I'd returned to my hometown of Lancaster this past September in large part to be near my parents. They're both now in their mid-70s and have suffered a number of health issues over the past few years: rheumatism, neuropathy, hip replacements, cataracts, a back surgery here, a neck surgery there, not to mention gallbladder surgery and one rather painful broken tooth.
I want to be nearby to help them out when they need it. They've done a lot for me, and I think it's time for me to return the favor.
But now that I'm back, I'm not just concerned about their well-being, I'm concerned about my own, too. Life expectancy in the U.S. peaked in 2014. Today, on average, Americans live roughly as long as they did in 2013 — and that's before you account for the pandemic's disastrous effects on older adults. For the planet's wealthiest country, our longevity stats are troubling.
Fortunately, I can draw on my years in Hong Kong as I plan for the future. The territory, which is a special administrative region of China, boasts the longest life expectancy of any country or territory on Earth. Women live 87.6 years on average, while men last 81.9 — about six years longer than their U.S. counterparts.

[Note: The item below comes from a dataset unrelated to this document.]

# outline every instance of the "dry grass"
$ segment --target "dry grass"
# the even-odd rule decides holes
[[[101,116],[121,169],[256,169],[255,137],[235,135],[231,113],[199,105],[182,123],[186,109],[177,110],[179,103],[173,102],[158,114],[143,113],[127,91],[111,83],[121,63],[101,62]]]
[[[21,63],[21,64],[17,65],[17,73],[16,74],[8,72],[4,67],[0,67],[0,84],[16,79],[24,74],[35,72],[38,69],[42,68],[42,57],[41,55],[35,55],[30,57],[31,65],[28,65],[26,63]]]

So ... why do Hongkongers live so long? And what lessons can we borrow from them to live longer, healthier lives?
A diet that's all about balance (and pleasure)
Dietitians point to the healthfulness of the Hong Kong diet, with its emphasis on stir fries that provide a great balance of high-fiber carbohydrates, brightly colored vegetables and healthy proteins like fish, tofu, or chicken.
But what may be just as important to longevity is how meals are shared family style, with food being a major focus of every day. As Mary Purdy, a Seattle-based registered dietitian notes, “Taking pleasure in eating is critical, and bringing a sense of enjoyment to a meal often leads to less overeating.”